Lia Eyecare Nightleaf
Dry eye disease affects millions of people worldwide and can have a real impact on daily comfort and quality of life. The team set out to develop a CE-marked medical device capable of delivering controlled temperature therapy directly to the eye area in a wearable, easy-to-use format.
We were brought in to lead the electronics, firmware, and thermal engineering of the device, working closely with the wider design team to help turn the concept into a clinically validated product now progressing through trials. Alongside the hardware, we also supported the development of a companion app to provide a simple, intuitive way for users to control and monitor the device.
The Challenge
Delivering temperature therapy close to sensitive tissue is not straightforward. The system needed to maintain precise and stable temperatures while remaining lightweight, comfortable, and safe to use.

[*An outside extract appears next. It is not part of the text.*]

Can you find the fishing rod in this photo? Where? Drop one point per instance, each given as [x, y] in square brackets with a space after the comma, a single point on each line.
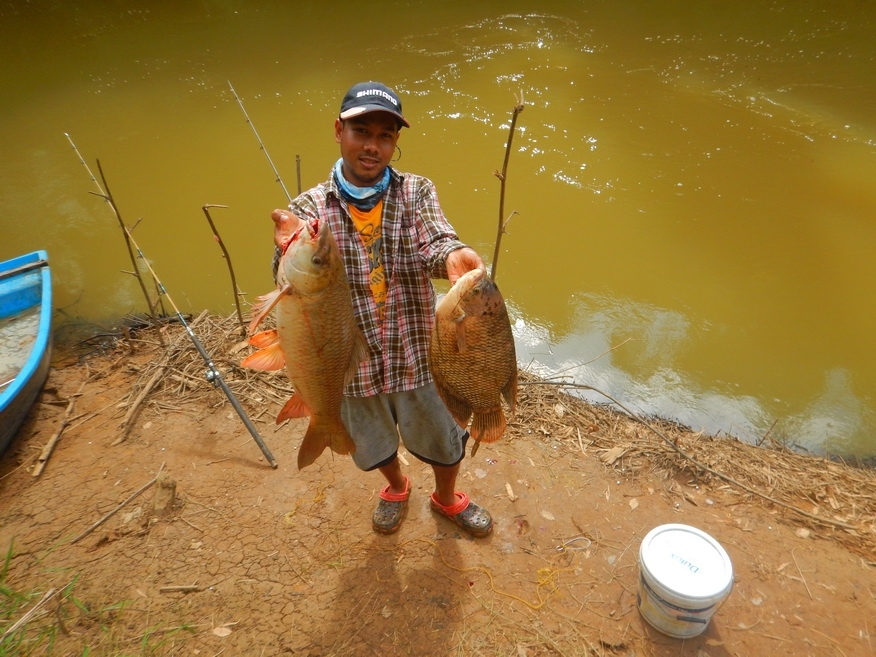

Early versions of the device were bulkier than ideal. Improving wearability without compromising thermal performance became a key focus. At the same time, the experience had to remain comfortable and intuitive . That meant designing reliable hardware control, robust firmware, and a companion app that made interaction simple rather than technical or overwhelming.
Our Approach
We began with detailed thermal simulations to properly understand how heat moved through the system. By modelling the thermoelectric modules and temperature-sensing plates, we were able to identify thermal bottlenecks that would cause hotspots on the device. This allowed redesigns to be created with a reduced form factor while keeping temperatures at a safe level.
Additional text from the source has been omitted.